Frankowski et al. SIGIR 2006
From ScribbleWiki: Analysis of Social Media
You Are What You Say: Privacy Risks of Public Mentions
Authors: Dan Frankowski, Dan Cosley, Shilad Sen, Loren Terveen and John Ried
This paper explores the re-identification problem of social media pages. The authors claimed that people can be identified by their preferences, such as the ranking for movies, wishing list at Amazon, or even what they talk about at their blog or reviews to a movie. Typically, re-identification is performed by linking two datasets with some common attributes of the two datasets. One of the datasets is anonymous, and the other is identified. By matching the common attributes, people can identify the anonymous dataset. This paper propose to represent the two dataset in a so called sparse relation space, and re-identification is done by matching the common items in the spaces.
1. Risk of dataset release. What are the risks to user privacy when releasing a dataset?
2. Altering the dataset. How can dataset owners alter the dataset they release to preserve user privacy?
3. Self defense. How can users protect their own privacy?
Sparse Relation Space
A sparse relation space is a space that i) relates people to items, ii) is sparse, haveing relatively few relationships recorded per person, iii) involves a relatively large space of items. Examples of sparse relation spaces include custormer purchase data from Target stores, music played on an online music player like iTunes, articles edited in Wikipedia. The authors claimed that any dataset that can be represented as a sparse relation space is volnurable for privacy issues. Privacy loss may occur when we have an anonymous sparse relation space and an identified sparse relation space.
Datasets are collected from MovieLens recommender: as set of movie ratings and a set of movie mentions. At MovieLens, the ratings are not allowed to be identified with users. The rating dataset is released by MovieLens for research use with anonymizing the identities. The movie mention dataset is public on the web set, and identified. Figure 2 shows a snapshot of Movielens.
Characteristic of the dataset
Both ratings and mention dataset follows a power low. Figure 3 shows the number of ratings for items.

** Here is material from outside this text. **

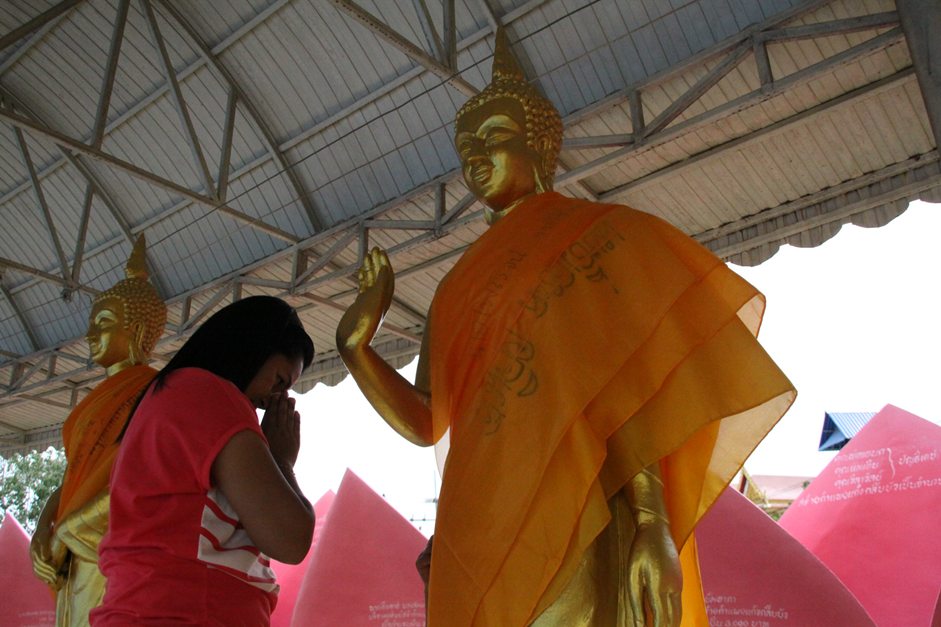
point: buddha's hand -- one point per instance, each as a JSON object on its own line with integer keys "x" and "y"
{"x": 655, "y": 576}
{"x": 281, "y": 425}
{"x": 40, "y": 552}
{"x": 361, "y": 321}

From the diagram, we can see that there are many rarely rated items, which are important in the re-identification algorithms.
k-identified: the user who is in the top k candidate identities returned from the re-identification algorithm given the user.
k-identification rate: a measure of how well an algorithm can narrow each user in a dataset to one of k users in another dataset. It is computed as the fraction of k-identified users.
Algorithms for re-identification
Both of the two datasets can be represented with sparse relation spaces. The items for the rating dataset are the movies rated by a user, and the items for the mention dataset are the movies mentioned by a user. Several re-identification algorithms are proposed.
1. Set Intersection Algorithm. The users in the ratings dataset who are related to every item in the mentioned by the target user are extracted as the candidate identities. One problem is that user may mention items that they did not rate.
2. TF-IDF Algorithm. Use TF-IDF to measure the sparse relation spaces. Each user of the rating dataset has a vector of rated movies, and each user of the mention dataset has a vector of mentioned movies. Cosine similarity is used to calculate the similarity between two vectors. The most similary users are candidate users for the target user.
3. Scoring Algorithm. Since the rarely rated movies are very important, the score emphasizes mentions of rarely rated movies, and de-emphasizes the number of ratings a user has. If a user has rated a mention, the score for the mention is the fraction of users who have not rated the mention, if the user did not rate the mention, the score is 0.05. The score for a user is the multiplication of the scores of the mentions. Users with top k scores are candidates.
4. Scoring Algorithm with Ratings. Algorithms 1-3 did not use the value of the ratings. Suppose we have a magic analyzer, which can analyze the rating a user has given from the mention of a movie of that user. The scoring algorithm is modified as only when the estimated rating from a mention is the same as the rating in the item, the score for the mention is the fraction of users who have not rated the mention, otherwise 0.05.
Experiment Results for Re-identification
The result showed that estimating the rating values improves the performance a lot. The more movies the user mentioned, the more easier the user is identified. 60% of users who mentioned at least 8 movies can be 1-identified with the scoring algorithm, and nearly 90% when knowing the exact rating values.
Alter the dataset
An algorithms is proposed and evaluated for how to alter the dataset to prevent re-identification.
Data Suppression: Drop the rarely rated items. The experiment results showed that we need to drop 80% of the dataset in order that none of the users can be 1-identified. This algorithm can be quite harmful for research purpose.
Two algorithms are proposed and evaluated for how to defense not to be identified from the users.
1. Suppression: try not to mention the movies that are rarely rated. The experiment result shows that even dropping 50% of the mentions, we cannot make sure that the user cannot be 1-identified.
2. Misdirection: mention items that they have not rated. The experiment result showed that by mentioning the popular movies, the 1-identification possibility reduces greatly. With mentioning 10 popular movies, the 1-identification possibility is less than 1%.